Inside the Recording Booth: (10:17) The numerous character voices behind Astro Boy share their thoughts on being a part of the phenomenon.
Designing a Hero: (10:37) Animators describe the process of creating the look of Astro Boy through colors.
Building Metro City: (7:31) Head animator Tim Cheung gives a tour of animation studio Imagi in Hong Kong. Various animators also describe the production design of the film’s two main landscapes: Metro City and Earth.
Astro Boy Image Gallery: Creating a Global Icon: (4:55) A slideshow of images from Astro’s past and present including early design sketches, character sketches from the film, promotional images and artist renderings.
Getting the Astro Boy Look: (2:45) A goofy guide to styling your hair like the ‘toon hero.
There are also two new animated sequences: Astro vs. The Junkyard Pirates (3:28) and The RRF In: The New Recruit (1:07).

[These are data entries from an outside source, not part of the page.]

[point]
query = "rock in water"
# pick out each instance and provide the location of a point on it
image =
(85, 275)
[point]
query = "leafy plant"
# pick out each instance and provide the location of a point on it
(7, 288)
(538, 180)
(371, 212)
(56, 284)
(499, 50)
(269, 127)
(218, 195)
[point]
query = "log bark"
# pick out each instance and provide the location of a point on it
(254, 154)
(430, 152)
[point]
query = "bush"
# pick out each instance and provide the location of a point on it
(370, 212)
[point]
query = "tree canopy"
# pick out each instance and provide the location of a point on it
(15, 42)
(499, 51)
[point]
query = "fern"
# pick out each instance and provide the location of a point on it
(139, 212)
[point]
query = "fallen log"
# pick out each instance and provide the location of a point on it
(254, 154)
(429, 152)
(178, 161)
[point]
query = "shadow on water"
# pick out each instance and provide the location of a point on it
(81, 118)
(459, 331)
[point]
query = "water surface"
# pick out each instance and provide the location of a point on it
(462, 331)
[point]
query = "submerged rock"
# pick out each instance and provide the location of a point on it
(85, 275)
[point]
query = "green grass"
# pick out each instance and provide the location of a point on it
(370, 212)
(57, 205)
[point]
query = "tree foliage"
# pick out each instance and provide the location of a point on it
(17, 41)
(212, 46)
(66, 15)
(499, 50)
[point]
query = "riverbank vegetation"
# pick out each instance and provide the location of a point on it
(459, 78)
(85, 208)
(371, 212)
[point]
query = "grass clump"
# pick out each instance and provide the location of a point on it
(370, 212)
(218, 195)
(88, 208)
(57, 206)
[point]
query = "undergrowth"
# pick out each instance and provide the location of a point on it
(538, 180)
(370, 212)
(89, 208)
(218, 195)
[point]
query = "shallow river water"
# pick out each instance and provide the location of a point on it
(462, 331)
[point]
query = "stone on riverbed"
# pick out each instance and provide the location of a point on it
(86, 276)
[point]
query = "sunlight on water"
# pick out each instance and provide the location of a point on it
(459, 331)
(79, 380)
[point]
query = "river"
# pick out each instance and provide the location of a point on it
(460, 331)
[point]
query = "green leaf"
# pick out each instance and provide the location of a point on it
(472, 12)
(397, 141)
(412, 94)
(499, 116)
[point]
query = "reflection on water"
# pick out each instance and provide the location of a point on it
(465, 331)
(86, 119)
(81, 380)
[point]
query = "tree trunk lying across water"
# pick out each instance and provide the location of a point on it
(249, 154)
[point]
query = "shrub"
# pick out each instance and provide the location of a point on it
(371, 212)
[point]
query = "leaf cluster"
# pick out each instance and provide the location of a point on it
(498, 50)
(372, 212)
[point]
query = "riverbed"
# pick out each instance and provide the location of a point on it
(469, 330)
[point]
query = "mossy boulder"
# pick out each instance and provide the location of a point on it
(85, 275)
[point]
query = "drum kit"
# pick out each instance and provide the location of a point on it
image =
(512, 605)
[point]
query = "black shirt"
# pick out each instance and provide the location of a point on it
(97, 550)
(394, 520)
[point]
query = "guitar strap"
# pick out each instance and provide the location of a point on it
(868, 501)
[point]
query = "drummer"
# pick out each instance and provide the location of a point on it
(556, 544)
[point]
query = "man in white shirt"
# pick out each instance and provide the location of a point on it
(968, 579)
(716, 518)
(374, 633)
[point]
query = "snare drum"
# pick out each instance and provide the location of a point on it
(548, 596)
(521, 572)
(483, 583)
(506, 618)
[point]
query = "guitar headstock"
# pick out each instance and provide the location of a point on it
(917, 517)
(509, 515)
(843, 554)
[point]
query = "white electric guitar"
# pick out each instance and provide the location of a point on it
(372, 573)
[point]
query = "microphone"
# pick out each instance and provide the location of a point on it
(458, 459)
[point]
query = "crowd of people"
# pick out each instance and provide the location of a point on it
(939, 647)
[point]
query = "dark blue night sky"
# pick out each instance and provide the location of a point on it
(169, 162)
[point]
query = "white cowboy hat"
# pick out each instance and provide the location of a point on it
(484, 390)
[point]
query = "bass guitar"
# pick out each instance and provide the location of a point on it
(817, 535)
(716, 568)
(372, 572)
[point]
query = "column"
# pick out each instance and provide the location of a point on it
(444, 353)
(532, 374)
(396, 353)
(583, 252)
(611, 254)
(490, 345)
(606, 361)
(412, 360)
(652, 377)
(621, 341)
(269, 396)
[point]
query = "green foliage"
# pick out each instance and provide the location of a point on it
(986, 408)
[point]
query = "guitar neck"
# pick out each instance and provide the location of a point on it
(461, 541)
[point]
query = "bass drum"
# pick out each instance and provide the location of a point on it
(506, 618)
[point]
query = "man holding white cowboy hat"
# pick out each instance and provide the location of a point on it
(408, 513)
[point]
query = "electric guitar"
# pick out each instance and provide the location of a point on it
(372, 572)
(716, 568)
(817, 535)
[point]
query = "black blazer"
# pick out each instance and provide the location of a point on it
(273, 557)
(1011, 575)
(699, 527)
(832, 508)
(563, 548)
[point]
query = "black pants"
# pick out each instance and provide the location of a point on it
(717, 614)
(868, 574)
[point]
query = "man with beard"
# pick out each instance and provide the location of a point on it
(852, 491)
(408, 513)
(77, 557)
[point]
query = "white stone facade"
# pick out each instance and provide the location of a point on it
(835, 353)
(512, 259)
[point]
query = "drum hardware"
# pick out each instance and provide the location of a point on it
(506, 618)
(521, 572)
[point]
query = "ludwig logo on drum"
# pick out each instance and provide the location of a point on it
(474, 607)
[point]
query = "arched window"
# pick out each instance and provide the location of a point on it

Imagi Studios’ team of animators managed to bring Osamu Tezuka’s concept to life in a world of vibrant colors, richly detailed scenery, and compelling action sequences. But this film is more than just captivating eye candy; it’s got a lot of heart and wit. Combine that with an impressive list of voice talents, and Astro Boy has all the winning components of a well-oiled cinematic machine.